An additional textbook that has lots of discussion and illustration, while leaving a fair amount of results to the reader, is John Lee's "Introduction to Smooth Manifolds," which is one of the standard texts on the subject for graduate students. Although Lee is more proactive in proving results than Tao in most of his books, I'd say this still fits the description, at though to a lesser extent.

I am not sure about your mathematical background, but you can try "How to Prove It". I am currently studying this book myself. As someone with no formal mathematical education, and someone who had been really terrified of mathematical proofs before, I think this book is exteremely well written.

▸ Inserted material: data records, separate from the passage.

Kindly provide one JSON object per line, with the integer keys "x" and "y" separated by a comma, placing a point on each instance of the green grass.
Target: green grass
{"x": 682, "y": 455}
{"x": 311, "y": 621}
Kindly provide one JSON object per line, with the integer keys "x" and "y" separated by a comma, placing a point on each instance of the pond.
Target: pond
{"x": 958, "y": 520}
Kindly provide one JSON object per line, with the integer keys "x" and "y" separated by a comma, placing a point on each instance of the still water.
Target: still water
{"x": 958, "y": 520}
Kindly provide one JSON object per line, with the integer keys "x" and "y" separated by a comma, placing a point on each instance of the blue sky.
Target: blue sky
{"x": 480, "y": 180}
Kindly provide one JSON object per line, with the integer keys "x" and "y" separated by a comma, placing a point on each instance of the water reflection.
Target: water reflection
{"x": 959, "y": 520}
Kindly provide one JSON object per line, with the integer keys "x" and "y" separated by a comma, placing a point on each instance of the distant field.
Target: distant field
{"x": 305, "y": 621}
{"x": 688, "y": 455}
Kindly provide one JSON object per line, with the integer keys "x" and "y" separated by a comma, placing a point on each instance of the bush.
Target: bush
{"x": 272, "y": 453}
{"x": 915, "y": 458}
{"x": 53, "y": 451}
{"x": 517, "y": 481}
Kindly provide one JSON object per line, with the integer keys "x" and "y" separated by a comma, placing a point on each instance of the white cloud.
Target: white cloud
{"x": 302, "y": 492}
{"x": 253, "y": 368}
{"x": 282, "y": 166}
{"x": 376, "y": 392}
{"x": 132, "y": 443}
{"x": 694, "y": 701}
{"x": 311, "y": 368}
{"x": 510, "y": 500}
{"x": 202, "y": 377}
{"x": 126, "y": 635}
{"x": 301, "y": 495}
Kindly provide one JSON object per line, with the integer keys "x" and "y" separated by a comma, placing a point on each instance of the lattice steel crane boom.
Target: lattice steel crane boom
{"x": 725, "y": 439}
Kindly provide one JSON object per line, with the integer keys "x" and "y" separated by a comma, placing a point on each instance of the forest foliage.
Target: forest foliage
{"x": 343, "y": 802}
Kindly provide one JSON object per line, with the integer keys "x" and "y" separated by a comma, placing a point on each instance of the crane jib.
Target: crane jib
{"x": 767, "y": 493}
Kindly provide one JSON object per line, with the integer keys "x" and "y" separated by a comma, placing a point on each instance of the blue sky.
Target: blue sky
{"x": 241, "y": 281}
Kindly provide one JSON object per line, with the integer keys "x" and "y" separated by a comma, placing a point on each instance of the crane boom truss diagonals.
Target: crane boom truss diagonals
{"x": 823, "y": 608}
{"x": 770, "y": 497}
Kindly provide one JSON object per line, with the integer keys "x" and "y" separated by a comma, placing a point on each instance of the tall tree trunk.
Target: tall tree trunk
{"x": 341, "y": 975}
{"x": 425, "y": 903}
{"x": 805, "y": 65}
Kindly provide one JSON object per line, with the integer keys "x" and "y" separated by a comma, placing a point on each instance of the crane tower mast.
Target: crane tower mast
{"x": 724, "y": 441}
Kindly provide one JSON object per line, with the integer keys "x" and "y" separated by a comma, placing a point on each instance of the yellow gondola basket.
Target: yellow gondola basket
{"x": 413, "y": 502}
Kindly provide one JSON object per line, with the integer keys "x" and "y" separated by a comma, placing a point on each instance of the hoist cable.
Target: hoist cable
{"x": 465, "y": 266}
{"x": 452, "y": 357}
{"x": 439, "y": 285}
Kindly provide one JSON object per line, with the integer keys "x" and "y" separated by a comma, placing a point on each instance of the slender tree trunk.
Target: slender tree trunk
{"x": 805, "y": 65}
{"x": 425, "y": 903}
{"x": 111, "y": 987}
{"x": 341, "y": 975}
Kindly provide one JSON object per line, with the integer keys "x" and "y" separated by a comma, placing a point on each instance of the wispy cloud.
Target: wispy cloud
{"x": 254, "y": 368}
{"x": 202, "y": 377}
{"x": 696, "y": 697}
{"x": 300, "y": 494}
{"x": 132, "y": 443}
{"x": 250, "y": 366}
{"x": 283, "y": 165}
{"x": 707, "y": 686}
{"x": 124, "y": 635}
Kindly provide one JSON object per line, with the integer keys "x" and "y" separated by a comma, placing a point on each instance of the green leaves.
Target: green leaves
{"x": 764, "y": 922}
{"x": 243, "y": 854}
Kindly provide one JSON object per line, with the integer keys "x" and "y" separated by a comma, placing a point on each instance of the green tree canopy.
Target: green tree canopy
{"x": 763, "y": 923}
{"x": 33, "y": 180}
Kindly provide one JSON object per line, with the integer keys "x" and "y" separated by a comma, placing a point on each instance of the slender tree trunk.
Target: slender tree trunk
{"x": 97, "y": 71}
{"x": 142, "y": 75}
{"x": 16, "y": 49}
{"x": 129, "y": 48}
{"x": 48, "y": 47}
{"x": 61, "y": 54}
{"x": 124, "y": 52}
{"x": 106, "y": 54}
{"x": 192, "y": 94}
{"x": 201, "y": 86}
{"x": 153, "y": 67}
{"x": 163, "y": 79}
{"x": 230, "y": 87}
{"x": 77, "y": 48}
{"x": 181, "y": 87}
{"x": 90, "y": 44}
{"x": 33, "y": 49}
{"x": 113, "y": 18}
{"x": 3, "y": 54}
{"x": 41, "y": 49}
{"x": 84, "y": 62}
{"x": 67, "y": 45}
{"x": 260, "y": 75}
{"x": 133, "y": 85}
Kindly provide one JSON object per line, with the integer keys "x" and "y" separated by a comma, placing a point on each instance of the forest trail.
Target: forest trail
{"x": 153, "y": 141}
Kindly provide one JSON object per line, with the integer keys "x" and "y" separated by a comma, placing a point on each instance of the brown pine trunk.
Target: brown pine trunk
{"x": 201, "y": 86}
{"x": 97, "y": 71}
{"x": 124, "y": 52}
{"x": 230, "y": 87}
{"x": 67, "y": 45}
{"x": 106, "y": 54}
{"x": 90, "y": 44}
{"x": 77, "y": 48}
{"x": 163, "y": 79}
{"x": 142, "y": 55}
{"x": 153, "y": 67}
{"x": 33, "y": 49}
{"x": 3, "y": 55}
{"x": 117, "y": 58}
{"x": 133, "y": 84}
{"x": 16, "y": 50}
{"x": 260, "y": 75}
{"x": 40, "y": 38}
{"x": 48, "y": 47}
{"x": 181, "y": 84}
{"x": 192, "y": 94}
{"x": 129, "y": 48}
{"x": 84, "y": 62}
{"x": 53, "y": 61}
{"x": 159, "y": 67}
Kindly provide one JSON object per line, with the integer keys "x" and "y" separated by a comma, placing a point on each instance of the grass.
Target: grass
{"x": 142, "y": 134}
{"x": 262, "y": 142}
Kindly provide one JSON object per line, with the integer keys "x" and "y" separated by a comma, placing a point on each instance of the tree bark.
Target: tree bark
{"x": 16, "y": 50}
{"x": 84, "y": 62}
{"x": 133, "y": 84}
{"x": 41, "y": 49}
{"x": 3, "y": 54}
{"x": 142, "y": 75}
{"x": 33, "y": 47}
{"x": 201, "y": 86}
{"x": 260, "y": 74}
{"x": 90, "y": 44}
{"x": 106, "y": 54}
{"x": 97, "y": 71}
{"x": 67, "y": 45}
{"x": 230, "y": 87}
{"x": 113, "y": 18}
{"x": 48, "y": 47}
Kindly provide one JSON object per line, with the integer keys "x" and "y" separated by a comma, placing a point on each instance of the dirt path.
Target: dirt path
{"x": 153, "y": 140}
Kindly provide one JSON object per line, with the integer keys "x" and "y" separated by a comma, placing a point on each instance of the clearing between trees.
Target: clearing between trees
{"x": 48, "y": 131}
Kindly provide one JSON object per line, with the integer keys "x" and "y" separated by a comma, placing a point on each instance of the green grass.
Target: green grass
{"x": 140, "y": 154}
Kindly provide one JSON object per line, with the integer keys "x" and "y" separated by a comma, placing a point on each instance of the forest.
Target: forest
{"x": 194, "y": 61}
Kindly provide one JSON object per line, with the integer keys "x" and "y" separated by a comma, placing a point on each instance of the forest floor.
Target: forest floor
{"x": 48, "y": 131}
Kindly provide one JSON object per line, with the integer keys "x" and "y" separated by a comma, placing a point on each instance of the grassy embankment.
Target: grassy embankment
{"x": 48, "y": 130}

Excerpt from the book's introduction:

The book begins with the basic concepts of logic and set theory, to familiarize students with the language of mathematics and how it is interpreted. These concepts are used as the basis for a step-by-step breakdown of the most important techniques used in constructing proofs. The author shows how complex proofs are built up from these smaller steps, using detailed 'scratch work' sections to expose the machinery of proofs about the natural numbers, relations, functions, and infinite sets.

I believe it may be suitable for you, because:

When you come to an exercise, you know that you are ready for it. There is no doubt in the back of your mind that "maybe I haven't read enough of the chapter to solve this exercise"

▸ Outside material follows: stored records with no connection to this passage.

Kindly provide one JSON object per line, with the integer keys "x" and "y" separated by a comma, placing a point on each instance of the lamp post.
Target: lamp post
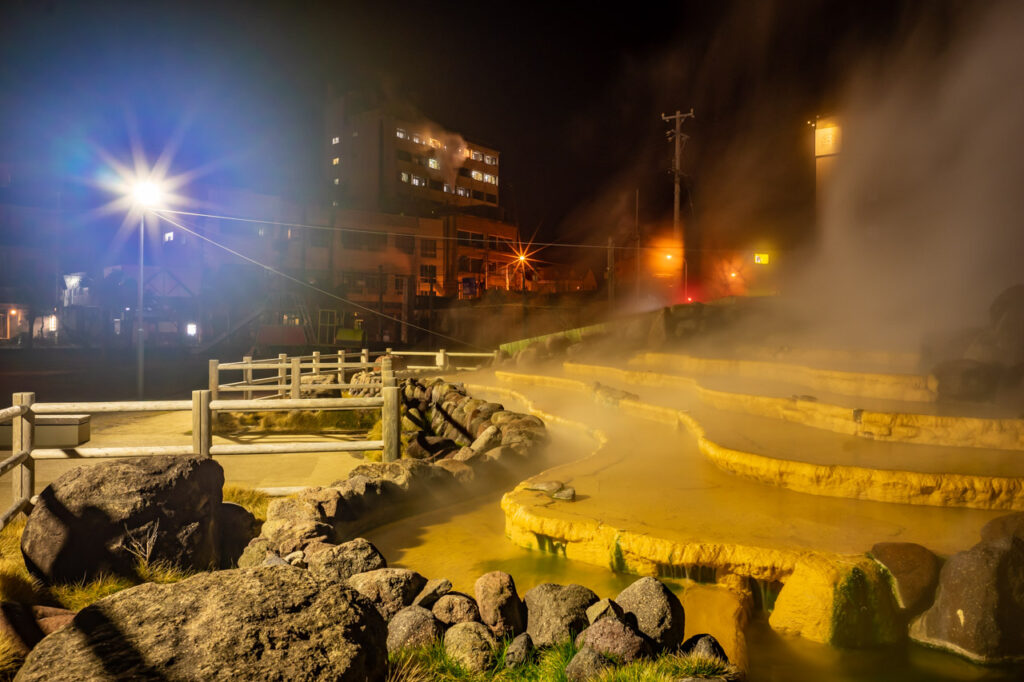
{"x": 145, "y": 195}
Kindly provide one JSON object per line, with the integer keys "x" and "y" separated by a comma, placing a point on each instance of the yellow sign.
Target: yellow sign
{"x": 826, "y": 139}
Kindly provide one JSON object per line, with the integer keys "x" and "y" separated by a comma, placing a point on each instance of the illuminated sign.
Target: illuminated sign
{"x": 826, "y": 140}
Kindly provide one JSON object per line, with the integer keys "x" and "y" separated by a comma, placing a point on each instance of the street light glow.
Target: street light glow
{"x": 146, "y": 193}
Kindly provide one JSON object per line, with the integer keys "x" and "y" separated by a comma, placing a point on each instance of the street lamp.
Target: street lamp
{"x": 144, "y": 195}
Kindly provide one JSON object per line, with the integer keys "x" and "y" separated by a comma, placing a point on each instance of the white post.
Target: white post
{"x": 202, "y": 424}
{"x": 247, "y": 376}
{"x": 214, "y": 383}
{"x": 282, "y": 374}
{"x": 391, "y": 423}
{"x": 296, "y": 378}
{"x": 23, "y": 482}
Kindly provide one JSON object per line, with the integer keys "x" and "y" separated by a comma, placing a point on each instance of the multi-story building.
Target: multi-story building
{"x": 387, "y": 157}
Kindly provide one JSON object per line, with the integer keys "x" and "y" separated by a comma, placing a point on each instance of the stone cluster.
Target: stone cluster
{"x": 460, "y": 443}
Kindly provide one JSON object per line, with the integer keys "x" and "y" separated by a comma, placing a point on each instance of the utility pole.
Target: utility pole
{"x": 679, "y": 138}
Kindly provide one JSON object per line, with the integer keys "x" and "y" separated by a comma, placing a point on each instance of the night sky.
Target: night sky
{"x": 570, "y": 94}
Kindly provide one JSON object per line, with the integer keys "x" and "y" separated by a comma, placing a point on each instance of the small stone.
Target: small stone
{"x": 432, "y": 591}
{"x": 549, "y": 486}
{"x": 472, "y": 644}
{"x": 567, "y": 494}
{"x": 519, "y": 650}
{"x": 586, "y": 665}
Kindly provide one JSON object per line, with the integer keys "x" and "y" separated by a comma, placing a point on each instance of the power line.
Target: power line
{"x": 336, "y": 228}
{"x": 274, "y": 270}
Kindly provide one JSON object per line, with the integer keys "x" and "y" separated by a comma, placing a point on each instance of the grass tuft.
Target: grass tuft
{"x": 254, "y": 501}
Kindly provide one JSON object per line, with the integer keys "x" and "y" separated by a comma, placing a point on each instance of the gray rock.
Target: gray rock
{"x": 549, "y": 486}
{"x": 704, "y": 645}
{"x": 979, "y": 605}
{"x": 557, "y": 612}
{"x": 236, "y": 527}
{"x": 613, "y": 638}
{"x": 567, "y": 494}
{"x": 390, "y": 590}
{"x": 432, "y": 591}
{"x": 412, "y": 627}
{"x": 340, "y": 562}
{"x": 472, "y": 644}
{"x": 104, "y": 518}
{"x": 1003, "y": 526}
{"x": 658, "y": 613}
{"x": 247, "y": 624}
{"x": 501, "y": 608}
{"x": 456, "y": 607}
{"x": 604, "y": 608}
{"x": 519, "y": 651}
{"x": 586, "y": 665}
{"x": 915, "y": 570}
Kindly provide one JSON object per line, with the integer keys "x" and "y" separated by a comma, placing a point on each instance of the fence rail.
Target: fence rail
{"x": 282, "y": 389}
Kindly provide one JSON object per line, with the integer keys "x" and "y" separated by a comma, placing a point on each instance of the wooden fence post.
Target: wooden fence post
{"x": 23, "y": 480}
{"x": 296, "y": 378}
{"x": 391, "y": 423}
{"x": 247, "y": 376}
{"x": 202, "y": 424}
{"x": 214, "y": 378}
{"x": 282, "y": 374}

As I've just pointed out, I don't have mathematical background, or put it bluntly, I'm quite bad at math. However, even for me, it is extremely easy to follow everything author says.

It makes it difficult to be a passive reader

Indeed it is. Besides having plenty of exercises after each chapter, there are a lot of them scattered within each chapter. Unless you devote you time and energy and solve each exercise yourself, I believe it will be pretty hard to follow anything.

It makes you become invested in the development of the theory, as if you are living back in 1900 and trying to develop this stuff for the first time

As you can see from the name of the book, the author's aim is teach students how to prove things. And, when trying to prove something yourself, you will definitely need to use your own reasoning and develop your own approaches to the problem.

You can check out the book here

I’ve had a very good experience with Marcus’s Number Fields. I haven’t been through the entire book, but the first few chapters definitely follow the style you’ve outlined. Particularly, it is quite difficult to read it passively. Many important results are relegated to exercises, but they were introduced in such a way that I always felt the solutions were within my reach.

I recommend the following books, which are similar to Tao's books in that their exercises are very well planned out and form an integral part of the text itself.

• Pinter, "A Book of Abstract Algebra"
• Fong & Spivak 2017, "Seven Sketches in Compositionality:. An Introduction to Applied Category Theory"

Marian Fecko: Differential Geometry and Lie Groups for Physicists is written in such a style. As you read the book you develop the theory by solving exercises scattered throughout the text. I hope you count mathematical physics as other field of math (the book is mostly math though).

The author has two chapters on his webpage so you can check the style if that is what you are looking for: Chapter 2 and Chapter 15

Convex Optimization. Stephen Boyd and Lieven Vandenberghe. Cambridge University Press.

For algebraic topology, in Homotopical Topology the set of exercises is dense and has quite a high cardinality. In general, I consider this book much better than Hatcher.

For abstract nonsense, Emily Reihl also makes you work your way through in Category Theory in Context, Categorical homotopy theory, and Elements of ∞-Category Theory.